Distributors of Plan B claim it does not end a pregnancy because in 1959, the American College of Obstetricians and Gynecologists (ACOG) voted to redefine pregnancy — changing its definition from the moment of fertilization to the moment of implantation into the wall of the uterus. This is incredibly misleading, and women deserve to know Plan B can act to prevent an already developing human being from continuing its development.

Even Barr Pharmaceuticals, the manufacturer of Plan B, has acknowledged it has potential abortion-inducing effects. The Food and Drug Administration (FDA) concurred, stating, “Plan B One-Step is believed to act as an emergency contraceptive principally by preventing ovulation or fertilization. . . . In addition, it may inhibit implantation (by altering the endometrium). It is not effective once the process of implantation has begun.”  


Ella (or ella) works differently from Plan B, as it is made of a different chemical compound. This type of EC actually has properties similar to the abortion pill. Ella is composed of 30 milligrams of ulipristal acetate, and like the abortion pill (mifepristone), acts as a “selective progesterone receptor modulator” (SPRM). Because it blocks progesterone receptors, Ella can cause the death of an already-implanted embryo, unlike Plan B.

The European Medicines Agency (EMEA) discovered that Ella “is embryotoxic at low doses, when given to rats and rabbits” and  “[was] approximately equipotent at the dose levels of 10 and 30 mg/day in terminating pregnancies in guinea-pigs.” The similarities between Ella and mifepristone, combined with studies conducted through animal testing, has led researchers to conclude that a 30 milligram dose of Ella can abort a preborn child. 

The pro-life American Association of Pro-Life Obstetricians and Gynecologists (AAPLOG) has found similar evidence to support the conclusion that Ella acts as an abortifacient. The ability of ulipristal, according to the AAPLOG, “to destroy established pregnancies, as well as prevent implantation, makes it an embryocidal drug.” 

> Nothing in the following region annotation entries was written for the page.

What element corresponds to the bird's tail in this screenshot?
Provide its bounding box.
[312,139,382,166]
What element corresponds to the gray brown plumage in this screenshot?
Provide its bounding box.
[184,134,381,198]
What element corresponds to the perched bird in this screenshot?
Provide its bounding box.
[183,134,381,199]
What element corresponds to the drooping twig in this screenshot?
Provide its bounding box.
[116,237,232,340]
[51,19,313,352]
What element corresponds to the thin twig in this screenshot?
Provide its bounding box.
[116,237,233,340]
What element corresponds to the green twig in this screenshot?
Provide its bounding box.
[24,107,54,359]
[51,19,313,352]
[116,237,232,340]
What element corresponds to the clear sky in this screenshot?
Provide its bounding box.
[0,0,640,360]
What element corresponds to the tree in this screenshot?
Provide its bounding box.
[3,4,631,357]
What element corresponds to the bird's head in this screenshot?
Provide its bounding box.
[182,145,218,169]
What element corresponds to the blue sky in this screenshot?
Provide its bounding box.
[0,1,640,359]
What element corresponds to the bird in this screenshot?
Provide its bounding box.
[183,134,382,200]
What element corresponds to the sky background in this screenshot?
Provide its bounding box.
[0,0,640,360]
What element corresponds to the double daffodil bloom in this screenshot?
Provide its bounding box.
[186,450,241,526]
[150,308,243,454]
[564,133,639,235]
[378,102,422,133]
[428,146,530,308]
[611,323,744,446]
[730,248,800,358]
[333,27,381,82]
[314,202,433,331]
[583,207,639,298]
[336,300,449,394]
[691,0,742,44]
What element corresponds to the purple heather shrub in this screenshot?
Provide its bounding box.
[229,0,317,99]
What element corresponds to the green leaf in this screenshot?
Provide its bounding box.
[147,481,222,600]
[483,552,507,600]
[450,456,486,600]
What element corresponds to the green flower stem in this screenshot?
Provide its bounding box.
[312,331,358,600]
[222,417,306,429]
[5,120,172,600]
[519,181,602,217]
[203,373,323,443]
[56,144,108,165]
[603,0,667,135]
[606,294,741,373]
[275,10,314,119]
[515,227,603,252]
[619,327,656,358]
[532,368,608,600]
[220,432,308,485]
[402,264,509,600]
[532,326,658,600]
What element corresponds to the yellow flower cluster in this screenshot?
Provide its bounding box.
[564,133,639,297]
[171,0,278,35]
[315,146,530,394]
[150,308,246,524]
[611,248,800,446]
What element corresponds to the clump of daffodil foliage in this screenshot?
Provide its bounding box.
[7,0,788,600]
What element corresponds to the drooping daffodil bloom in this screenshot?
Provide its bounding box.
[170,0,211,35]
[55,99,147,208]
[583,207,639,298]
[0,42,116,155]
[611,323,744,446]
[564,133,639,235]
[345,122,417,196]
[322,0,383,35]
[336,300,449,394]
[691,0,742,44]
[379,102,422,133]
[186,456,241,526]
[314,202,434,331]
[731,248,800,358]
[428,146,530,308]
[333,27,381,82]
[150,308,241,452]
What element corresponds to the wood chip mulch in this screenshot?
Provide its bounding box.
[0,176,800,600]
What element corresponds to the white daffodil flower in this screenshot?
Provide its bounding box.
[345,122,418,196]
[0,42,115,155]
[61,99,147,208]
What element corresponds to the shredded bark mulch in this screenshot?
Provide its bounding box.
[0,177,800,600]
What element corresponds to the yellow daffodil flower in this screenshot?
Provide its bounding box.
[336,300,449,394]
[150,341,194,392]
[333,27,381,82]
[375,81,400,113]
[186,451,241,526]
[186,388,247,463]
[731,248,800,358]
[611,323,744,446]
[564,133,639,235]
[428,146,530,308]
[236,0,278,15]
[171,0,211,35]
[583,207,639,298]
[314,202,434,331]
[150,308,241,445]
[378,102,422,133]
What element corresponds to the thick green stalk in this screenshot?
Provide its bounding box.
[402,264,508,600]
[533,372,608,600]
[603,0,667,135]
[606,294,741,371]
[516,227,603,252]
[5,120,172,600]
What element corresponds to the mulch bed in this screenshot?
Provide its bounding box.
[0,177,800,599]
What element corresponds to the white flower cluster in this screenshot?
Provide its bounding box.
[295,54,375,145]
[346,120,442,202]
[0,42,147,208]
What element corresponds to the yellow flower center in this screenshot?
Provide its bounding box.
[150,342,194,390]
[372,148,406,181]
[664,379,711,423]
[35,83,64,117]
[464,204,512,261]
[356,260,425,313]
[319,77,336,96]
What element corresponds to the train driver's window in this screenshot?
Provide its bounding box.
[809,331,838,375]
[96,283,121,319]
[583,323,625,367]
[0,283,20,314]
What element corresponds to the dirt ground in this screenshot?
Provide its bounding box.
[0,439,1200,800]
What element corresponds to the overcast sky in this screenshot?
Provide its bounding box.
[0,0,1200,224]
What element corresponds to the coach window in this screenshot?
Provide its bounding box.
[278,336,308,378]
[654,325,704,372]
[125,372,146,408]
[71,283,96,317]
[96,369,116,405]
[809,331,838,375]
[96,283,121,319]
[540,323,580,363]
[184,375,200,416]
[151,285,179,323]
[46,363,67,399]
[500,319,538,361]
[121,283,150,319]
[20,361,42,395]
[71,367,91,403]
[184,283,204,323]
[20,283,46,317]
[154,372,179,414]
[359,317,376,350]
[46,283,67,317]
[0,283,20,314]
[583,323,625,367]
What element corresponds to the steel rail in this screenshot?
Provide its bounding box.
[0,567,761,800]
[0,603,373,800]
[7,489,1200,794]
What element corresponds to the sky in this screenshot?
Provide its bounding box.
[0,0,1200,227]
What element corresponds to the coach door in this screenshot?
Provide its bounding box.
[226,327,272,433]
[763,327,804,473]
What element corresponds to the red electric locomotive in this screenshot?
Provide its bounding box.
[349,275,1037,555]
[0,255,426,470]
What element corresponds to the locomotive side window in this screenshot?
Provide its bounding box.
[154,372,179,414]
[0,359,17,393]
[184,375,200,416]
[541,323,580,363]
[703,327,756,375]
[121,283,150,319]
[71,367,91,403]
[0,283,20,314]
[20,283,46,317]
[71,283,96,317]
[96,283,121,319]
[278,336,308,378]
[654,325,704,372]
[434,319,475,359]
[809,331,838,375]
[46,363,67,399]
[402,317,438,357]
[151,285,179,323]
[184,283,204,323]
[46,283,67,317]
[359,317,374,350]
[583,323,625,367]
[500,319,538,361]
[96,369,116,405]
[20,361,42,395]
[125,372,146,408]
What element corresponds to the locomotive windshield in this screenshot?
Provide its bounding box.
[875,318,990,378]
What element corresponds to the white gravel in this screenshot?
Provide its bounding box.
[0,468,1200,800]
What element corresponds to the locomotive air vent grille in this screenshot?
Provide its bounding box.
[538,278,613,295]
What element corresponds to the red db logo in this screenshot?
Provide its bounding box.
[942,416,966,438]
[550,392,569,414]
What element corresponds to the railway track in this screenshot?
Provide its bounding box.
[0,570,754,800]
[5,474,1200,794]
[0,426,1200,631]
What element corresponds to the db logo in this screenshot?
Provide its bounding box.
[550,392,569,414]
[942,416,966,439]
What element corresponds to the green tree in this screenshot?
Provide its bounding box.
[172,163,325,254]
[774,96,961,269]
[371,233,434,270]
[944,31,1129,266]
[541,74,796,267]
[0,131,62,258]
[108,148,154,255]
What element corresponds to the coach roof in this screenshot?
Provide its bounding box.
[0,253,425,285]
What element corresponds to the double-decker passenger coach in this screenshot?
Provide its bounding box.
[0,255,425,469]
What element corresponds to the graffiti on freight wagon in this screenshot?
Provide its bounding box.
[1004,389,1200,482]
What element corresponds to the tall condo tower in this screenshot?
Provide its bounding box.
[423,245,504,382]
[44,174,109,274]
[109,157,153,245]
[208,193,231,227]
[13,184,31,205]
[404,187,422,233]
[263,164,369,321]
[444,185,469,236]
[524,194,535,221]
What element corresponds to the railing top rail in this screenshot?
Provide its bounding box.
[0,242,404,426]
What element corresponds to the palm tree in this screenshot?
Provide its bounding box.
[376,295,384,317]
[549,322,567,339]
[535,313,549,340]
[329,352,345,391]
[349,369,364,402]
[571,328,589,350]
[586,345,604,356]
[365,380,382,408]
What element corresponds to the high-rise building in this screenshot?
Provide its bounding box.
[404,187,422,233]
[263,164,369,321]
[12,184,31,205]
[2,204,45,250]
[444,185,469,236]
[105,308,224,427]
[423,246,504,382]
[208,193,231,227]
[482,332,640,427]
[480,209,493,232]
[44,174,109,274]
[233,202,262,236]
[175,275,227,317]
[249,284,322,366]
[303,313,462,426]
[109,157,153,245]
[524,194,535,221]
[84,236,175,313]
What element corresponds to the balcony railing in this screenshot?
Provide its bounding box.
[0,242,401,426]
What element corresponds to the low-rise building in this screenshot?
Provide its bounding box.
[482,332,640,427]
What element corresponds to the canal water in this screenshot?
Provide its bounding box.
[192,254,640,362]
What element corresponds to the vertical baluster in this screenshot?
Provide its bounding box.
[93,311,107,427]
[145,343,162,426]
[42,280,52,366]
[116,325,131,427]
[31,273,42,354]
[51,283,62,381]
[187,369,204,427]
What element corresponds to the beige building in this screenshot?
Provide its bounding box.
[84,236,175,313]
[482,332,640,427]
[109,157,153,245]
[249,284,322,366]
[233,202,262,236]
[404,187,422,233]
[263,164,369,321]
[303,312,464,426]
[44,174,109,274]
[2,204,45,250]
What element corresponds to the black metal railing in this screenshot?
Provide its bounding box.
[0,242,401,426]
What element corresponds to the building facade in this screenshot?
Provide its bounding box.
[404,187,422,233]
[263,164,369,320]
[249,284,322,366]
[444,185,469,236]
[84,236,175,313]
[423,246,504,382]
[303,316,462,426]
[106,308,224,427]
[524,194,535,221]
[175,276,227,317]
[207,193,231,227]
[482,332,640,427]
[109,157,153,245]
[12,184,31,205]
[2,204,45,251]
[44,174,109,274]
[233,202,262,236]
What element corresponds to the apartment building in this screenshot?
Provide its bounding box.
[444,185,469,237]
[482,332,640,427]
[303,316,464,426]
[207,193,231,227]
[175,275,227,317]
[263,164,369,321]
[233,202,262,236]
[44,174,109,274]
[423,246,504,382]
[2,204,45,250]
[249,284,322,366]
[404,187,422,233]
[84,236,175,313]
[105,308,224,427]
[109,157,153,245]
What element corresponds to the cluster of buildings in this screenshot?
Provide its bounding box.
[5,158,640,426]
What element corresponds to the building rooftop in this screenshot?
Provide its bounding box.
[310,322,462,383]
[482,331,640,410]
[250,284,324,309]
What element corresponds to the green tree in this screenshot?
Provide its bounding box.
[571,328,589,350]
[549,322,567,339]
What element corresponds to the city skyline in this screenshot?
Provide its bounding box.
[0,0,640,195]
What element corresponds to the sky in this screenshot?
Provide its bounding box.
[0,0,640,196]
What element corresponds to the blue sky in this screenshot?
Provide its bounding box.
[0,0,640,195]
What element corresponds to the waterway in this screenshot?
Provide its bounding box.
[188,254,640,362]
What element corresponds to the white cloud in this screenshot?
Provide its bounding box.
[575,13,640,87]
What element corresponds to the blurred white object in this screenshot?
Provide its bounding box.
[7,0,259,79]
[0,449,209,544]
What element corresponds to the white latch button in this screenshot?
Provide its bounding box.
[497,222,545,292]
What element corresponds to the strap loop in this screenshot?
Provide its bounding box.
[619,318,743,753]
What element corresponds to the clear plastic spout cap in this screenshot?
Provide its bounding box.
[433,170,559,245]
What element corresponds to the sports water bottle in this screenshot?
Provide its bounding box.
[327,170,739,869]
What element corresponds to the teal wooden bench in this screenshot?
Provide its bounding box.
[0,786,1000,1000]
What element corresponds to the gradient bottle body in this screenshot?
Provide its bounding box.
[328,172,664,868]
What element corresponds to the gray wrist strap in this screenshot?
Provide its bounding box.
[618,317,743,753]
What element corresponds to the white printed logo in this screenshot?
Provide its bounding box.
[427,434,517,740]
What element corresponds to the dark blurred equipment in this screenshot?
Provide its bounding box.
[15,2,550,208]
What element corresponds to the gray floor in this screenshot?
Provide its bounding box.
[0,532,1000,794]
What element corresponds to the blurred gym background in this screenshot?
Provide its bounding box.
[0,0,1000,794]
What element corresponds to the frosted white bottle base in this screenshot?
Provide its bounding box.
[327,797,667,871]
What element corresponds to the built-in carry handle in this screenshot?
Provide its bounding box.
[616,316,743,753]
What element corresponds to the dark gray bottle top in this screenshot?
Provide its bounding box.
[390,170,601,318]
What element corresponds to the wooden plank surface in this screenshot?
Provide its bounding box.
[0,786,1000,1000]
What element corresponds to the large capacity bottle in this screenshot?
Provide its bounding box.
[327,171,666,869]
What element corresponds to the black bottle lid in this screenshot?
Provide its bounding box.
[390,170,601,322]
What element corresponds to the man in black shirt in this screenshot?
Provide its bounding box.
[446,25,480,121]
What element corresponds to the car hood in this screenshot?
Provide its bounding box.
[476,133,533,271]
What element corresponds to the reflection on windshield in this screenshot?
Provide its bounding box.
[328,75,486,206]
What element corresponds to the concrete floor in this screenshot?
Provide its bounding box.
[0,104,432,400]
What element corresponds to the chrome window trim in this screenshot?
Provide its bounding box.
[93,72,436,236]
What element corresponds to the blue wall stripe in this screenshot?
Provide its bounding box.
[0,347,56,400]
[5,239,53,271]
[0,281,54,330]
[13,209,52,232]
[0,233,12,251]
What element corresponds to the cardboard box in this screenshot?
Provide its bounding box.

While the abortion pill is not the same drug as either kind of emergency contraception, it seems that of these three drugs, Plan B alone does not have the ability to abort an already implanted embryo (though it has the potential to end the life of one that has not yet implanted). Women deserve to know the differences and similarities of these three drugs. They also deserve to know that there are better methods of preventing pregnancy (see more here on fertility awareness methods) that do not deprive a preborn child of his or her life.